[ Galerie nationale du Jeu de Paume]

 


 

Jaume PLENSA

"La Neige Rouge", 1991 - Métal et néon, 11 éléments, 215x355,355 cm
Photo: S. Crowe © ADAGP, Paris 1997.

 

    Cette exposition est un parcours proposé à travers l'oeuvre récente de l'un des plus brillants artistes espagnols contemporains. Des sculpteurs de sa génération, Jaume Plensa (né en 1955 à Barcelone) est de ceux qui se sont très tôt imposés sur la scène internationale, tant son aptitude a introduire un esprit poétique dans la sculpture a surpris. Présentée initialement à la Fondation Joan Miro de Barcelone, I'exposition - après Paris - sera accueillie par la Kunsthalle de Malmo et à la Kunsthalle de Mannheim.

    Des grandes pièces de fer battu, travail sur la "mémoire tellurique", aux travaux sur les résines qui privilégient la transparence, I'oeuvre de Jaume Plensa est une rêverie sur la matière, une forme de méditation bachelardienne. L'exposition présentée au Jeu de Paume trace, en vingt-six sculptures réalisées entre 1991 et 1996, les dernières directions de son travail.

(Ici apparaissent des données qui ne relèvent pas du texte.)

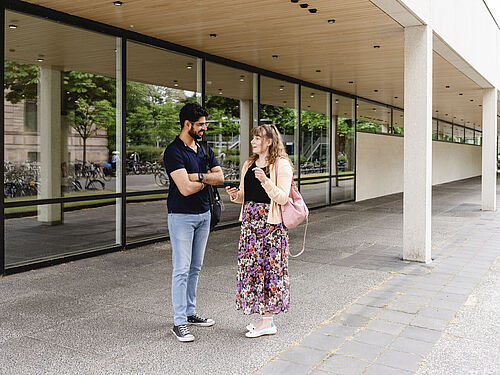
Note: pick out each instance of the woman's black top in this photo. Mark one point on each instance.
(253, 189)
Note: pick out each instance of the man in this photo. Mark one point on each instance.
(189, 214)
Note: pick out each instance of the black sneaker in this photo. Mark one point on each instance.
(196, 320)
(182, 333)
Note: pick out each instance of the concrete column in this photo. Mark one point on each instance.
(335, 144)
(417, 144)
(489, 151)
(119, 135)
(246, 124)
(49, 112)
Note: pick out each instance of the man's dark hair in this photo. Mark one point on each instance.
(192, 112)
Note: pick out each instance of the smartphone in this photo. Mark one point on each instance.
(232, 184)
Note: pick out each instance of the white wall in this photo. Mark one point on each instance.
(468, 35)
(379, 164)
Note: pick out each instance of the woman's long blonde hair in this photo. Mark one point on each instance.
(276, 149)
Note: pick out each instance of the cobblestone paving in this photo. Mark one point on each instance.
(393, 328)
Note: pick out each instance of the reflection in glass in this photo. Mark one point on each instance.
(458, 134)
(86, 226)
(59, 111)
(229, 98)
(159, 83)
(445, 131)
(398, 122)
(373, 118)
(469, 136)
(343, 152)
(315, 145)
(146, 217)
(434, 129)
(279, 106)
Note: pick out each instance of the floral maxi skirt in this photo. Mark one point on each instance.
(262, 282)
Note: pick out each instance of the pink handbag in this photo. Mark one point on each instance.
(294, 211)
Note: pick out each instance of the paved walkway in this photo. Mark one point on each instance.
(356, 307)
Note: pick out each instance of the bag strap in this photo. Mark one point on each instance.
(204, 147)
(303, 243)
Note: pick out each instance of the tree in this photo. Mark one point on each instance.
(87, 119)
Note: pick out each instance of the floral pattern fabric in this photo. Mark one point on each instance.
(262, 281)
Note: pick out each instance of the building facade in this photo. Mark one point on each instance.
(372, 98)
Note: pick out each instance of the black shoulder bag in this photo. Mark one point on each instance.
(213, 193)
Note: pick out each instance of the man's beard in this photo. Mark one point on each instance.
(193, 134)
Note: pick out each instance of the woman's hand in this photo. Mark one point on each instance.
(259, 174)
(233, 192)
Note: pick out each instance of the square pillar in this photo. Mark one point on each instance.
(49, 113)
(489, 151)
(246, 124)
(417, 193)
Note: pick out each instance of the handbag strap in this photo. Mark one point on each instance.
(303, 243)
(204, 147)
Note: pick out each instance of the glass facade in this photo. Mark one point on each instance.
(85, 126)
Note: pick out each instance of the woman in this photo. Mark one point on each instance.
(262, 281)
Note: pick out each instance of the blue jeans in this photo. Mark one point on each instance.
(188, 235)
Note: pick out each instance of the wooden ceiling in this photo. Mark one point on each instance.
(248, 32)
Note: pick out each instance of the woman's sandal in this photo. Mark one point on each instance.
(265, 331)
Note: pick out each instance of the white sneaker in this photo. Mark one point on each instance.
(265, 331)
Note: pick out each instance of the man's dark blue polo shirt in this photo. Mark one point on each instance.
(179, 156)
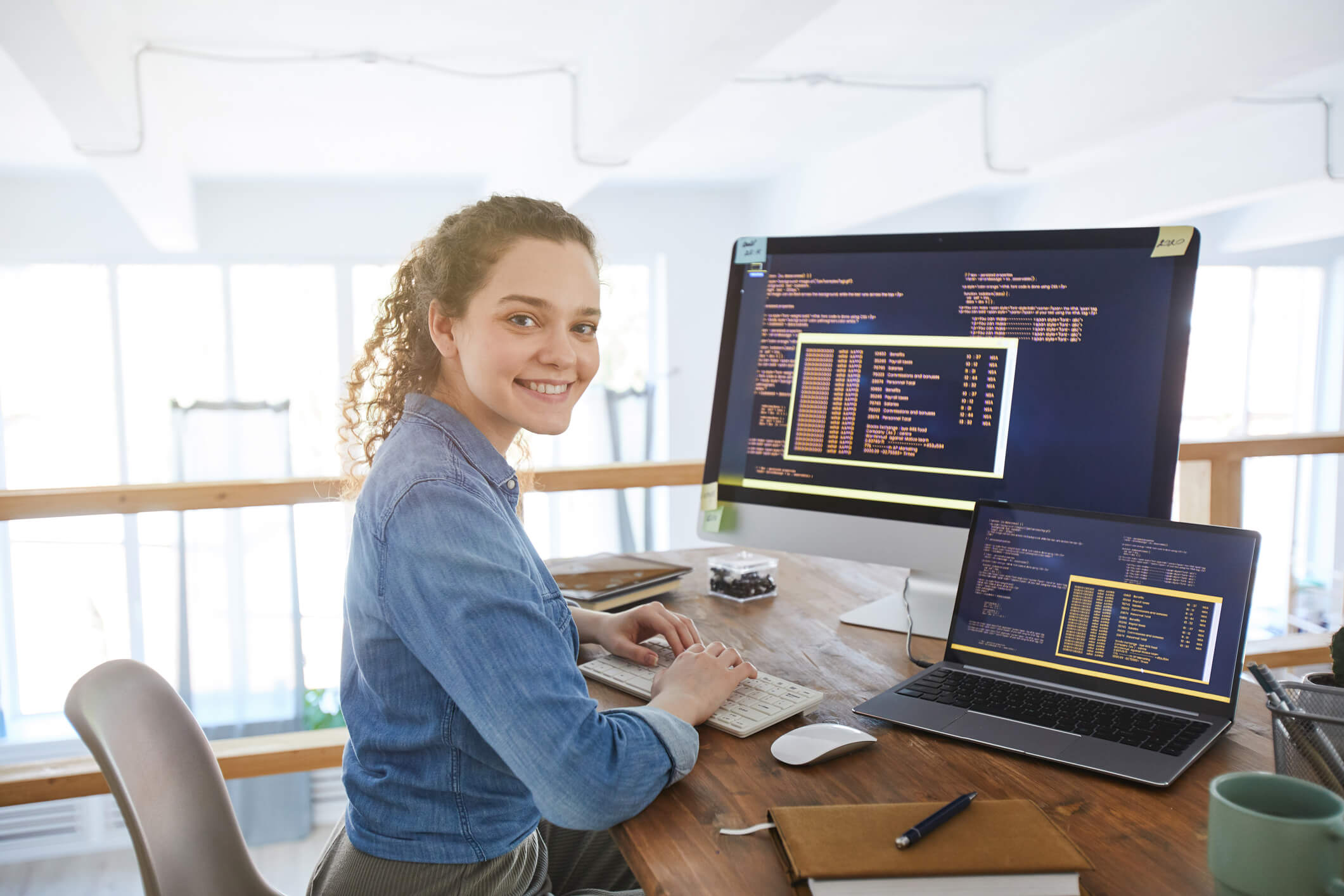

    Les pièces récentes de Jaume Plensa, si elles se démarquent très fortement des imposantes sculptures antérieures réalisées en fonte de fer, participent toujours de cette même volonté de créer une sculpture où la pensée serait à l'oeuvre. En effet, malgré la nouveauté plastique, malgré aussi celle des effets et des matériaux utilisés - la résine, la lumière, le mot- les oeuvres nouvelles proposent un territoire de réflexion dans lequel la forme pure est souvent placée en retrait par rapport à la capacité d'évocation de l'objet proposé. A présent, I'artiste semble s'attacher moins à la matière qu'à la sensation et l'émotion qu'elle véhicule.

 

"Cloudy Box XVII", 1994 - Résine polyester 104x60x80 cm
© ADAGP, Paris 1997

 

    Ainsi, bien que l'écriture ait toujours été présente dans son oeuvre, elle joue ici avec la transparence et avec la légèreté de la résine dans laquelle les mots s'inscrivent et, plus qu'à la signification et à la lisibilité du texte reproduit, Plensa s'intéresse au mot en soi. Le texte, réduit au fragment, se libère ainsi du poids monolithique qu'il affirmait lorsqu'il était, dans des pièces antérieures, apposé à la surface du métal. Et si l'artiste a toujours recours aux écrits de Baudelaire , Shakespeare, Dante ou William Blake, les textes se fondent désormais dans le corps de l'oeuvre. L'écriture est assimilée au geste du sculpteur qui inscrit le texte directement dans la matière. La Riva di Acheronte (1995), par exemple, surimprime visuellement sur la surface translucide de la résine, un texte dont le début et la fin sont inextricablement liés, le vide physique central de l'oeuvre étant occupé virtuellement par les mots. Il place le spectateur dans l'ambiguïté: où commence, où finit " I'impossible " lecture ?

     

"RêveII", 1991 - Métal moulé et lumière, 200x200x200 cm
© ADAGP, Paris 1997

     

     Le mot chez Plensa a un pouvoir particulier: celui, entre autres, d'introduire, par sa force suggestive, à l'univers intelligible et perceptible d'une inscription. Qu'il s'agisse d'un mot aussi familier que Rêve (1991), Cave (1995), Home (1995), d'un nom d'artiste inscrit sur une plaque de résine (David-48, Duchamp-66, Giotto-4) ou sur la surface d'un caisson lumineux (Islands 2, 1996), il agit comme la clef d'un " territoire sensible ". Plensa engage ainsi la possibilité d'une circulation, d'une dérive poétique entre le mot ou le nom cités, lui- même et le spectateur, mais il esquisse aussi la possibilité d'un passage entre une intériorité et une extériorité. La sculpture fonctionne donc pour lui, non seulement comme texte mais également comme un contenant. Elle n'est plus un objet clos sur lui-même, mais devient un réceptacle au contenu non-défini, une force, une énergie qui met en communication.

     

"Bedroom", 1995 - Résine polyester, métal et lumière, 198x217x87 cm
© ADAGP, Paris 1997

 

    Ces espaces sont finalement des lieux de méditation, habités par les mots et l'écho que notre esprit leur prête. Même dans les pièces monumentales sensées être pénétrables - tel Cloudy Box: Saché (1996) dont les portes intérieures permettent une circulation interne mais dont l'accès demeure impossible, mais également comme Bedroom ou Living Room (1995), physiquement impraticables - les sculptures sont autant de lieux proposés par l'artiste pour s'isoler mentalement.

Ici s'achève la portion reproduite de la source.